Künftig sollen daher aktive Regionen mit Pilot- und Demonstrationsprojekten je nach erreichten Zielen durch gezielt gewährte Prämien (Yi Jiang Dai Bu) gefördert werden, so lautet die am 23. April 2020 vom Finanzministerium verkündete und bislang wenig detaillierte Leitlinie. Der weitere Anstieg von regionalen Aktivitäten wie Industrieparks und Pilotvorhaben ist zu erwarten. Allein 2019 veröffentlichten acht Städte neue Hydrogen Valley-Pläne: Jinan (Shandong), Baicheng (Jilin), Huangpu (Guangzhou), Nanhai und Dongguan (Guangdong), Jinhua und Huzhou (Zhejiang) sowie Xinyi (Jiangsu). Anfang 2020 hatten laut Recherchen der Deutschen Gesellschaft für Internationale Zusammenarbeit (GIZ) insgesamt 14 Provinzen sowie 30 Städte und Gemeinden Wasserstoff-Entwicklungspläne herausgebracht.
Zwar dürften viele Pläne hinter den ambitionierten Zielen zurückbleiben. Dennoch verfügen einige Regionen, was Industriecluster, politischen Willen und Fördermaßnahmen anbelangt, über gute Voraussetzungen.
So gilt die Provinz Guangdong im Perlflussdelta als Pionier. Sowohl auf Provinz- als auch auf Lokalebene gibt es Begünstigungsmaßnahmen. Bereits 2009 entstand der Wasserstoff-Industriepark in Yunfu in der Nähe von Foshan. Dort ist Feichi Bus ansässig, einer der größten Hersteller von Wasserstoffbussen in China. Inzwischen hat Guangdong mit Yunfu, Foshan, Dongguan, Zhongshan und der Hauptstadt Guangzhou die erweiterte Region im Fokus. Dort sind unter anderem Sinosynergy, Broad-Ocean Motor, Dongfeng Motor, der kanadische Brennstoffzellenhersteller Ballard Power Systems und dessen Joint Venture mit Synenergy vertreten. Nanhai verfügte 2019 über sechs Wasserstofftankstellen und hat sich zum Ziel gesetzt, bis 2025 mindestens 10.000 Pkw, 5.000 Busse und 5.000 Gabelstapler mit Brennstoffzellentechnologie zu betreiben.
Shenzhen fokussiert sich hingegen auf die Produktion von FCEV-Komponenten und unterstützt den Sektor im Rahmen der Förderung neuer Materialien. Noch 2020 soll nicht nur in Shenshan, sondern auch in Shenzhen eine Fuel Cell-Buslinie laufen. Mit der Unterstützung der Regierung wurde 2017 die Shenzhen Hydrogen and Fuel Cell Association mit über 30 Mitgliedern aus Industrie und Wissenschaft gegründet.

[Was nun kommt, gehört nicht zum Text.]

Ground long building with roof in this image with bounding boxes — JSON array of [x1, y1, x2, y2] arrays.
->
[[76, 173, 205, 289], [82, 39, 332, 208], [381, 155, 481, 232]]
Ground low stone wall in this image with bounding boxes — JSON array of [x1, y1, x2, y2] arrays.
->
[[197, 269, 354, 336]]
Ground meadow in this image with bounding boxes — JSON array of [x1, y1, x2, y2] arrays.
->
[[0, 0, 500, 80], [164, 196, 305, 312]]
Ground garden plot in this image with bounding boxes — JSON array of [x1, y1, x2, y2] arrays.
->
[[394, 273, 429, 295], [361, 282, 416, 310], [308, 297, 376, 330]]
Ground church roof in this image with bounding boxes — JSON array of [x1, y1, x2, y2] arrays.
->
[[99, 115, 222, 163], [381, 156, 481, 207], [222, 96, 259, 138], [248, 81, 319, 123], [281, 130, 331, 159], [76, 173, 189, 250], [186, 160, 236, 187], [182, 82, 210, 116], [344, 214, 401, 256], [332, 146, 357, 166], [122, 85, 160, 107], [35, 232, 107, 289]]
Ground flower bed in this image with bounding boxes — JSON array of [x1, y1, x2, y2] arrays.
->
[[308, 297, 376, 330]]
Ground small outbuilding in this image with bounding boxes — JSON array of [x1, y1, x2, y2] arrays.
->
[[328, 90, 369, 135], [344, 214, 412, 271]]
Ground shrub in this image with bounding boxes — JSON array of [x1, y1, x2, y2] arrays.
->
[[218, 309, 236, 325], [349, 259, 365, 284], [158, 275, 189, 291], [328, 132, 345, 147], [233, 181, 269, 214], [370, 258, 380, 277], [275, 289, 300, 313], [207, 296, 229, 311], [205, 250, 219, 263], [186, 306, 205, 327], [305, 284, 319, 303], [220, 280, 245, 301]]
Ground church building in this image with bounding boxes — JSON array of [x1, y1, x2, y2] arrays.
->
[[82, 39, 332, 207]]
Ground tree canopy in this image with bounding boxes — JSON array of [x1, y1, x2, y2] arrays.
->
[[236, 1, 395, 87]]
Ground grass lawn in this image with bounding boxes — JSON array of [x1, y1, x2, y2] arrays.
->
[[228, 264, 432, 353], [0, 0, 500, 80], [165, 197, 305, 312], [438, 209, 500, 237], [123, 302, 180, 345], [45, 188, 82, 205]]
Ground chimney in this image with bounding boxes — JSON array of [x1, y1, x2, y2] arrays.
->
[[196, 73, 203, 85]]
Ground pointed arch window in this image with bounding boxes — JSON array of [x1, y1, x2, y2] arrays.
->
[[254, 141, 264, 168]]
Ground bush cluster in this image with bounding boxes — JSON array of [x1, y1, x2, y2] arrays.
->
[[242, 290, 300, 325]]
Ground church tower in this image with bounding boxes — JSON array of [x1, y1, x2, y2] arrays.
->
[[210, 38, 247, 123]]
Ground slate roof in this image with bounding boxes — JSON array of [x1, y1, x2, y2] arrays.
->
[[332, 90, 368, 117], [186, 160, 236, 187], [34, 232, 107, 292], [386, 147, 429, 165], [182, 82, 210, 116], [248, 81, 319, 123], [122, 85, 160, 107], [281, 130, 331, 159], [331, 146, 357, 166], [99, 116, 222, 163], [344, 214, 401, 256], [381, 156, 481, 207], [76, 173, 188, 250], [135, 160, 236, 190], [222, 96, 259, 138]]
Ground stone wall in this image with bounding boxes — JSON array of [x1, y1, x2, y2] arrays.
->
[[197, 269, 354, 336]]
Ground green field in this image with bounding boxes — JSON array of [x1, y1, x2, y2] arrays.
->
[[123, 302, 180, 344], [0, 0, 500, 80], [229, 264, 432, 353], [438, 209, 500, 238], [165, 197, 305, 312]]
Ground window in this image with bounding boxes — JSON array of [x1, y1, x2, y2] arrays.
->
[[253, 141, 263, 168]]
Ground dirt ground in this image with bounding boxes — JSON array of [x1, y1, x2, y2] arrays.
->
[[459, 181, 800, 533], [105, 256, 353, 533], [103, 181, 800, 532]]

Die Provinz Hebei treibt drei Industriecluster mit unterschiedlichen Schwerpunkten der Wasserstoffwirtschaft in Bazhou, Handan und Zhangjiakou voran. Vor allem die Olympischen Winterspiele 2022 in Zhangjiakou gelten als Leuchtturmprojekt.
„Es ist quasi eine politische Leistungsschau, um die Führerschaft in Wasserstoff- und Brennstoffzellentechnologie zu dokumentieren.“
So lautet die Einschätzung von Michael Sikora, Experte für Brennstoffmobilität in China. Läuft alles nach Plan, sollen dort 2022 insgesamt 3.000 Brennstoffzellenfahrzeuge zum Einsatz kommen. Der Wasserstoff soll dabei durch derzeit im Bau befindliche Solaranlagen gewonnen werden.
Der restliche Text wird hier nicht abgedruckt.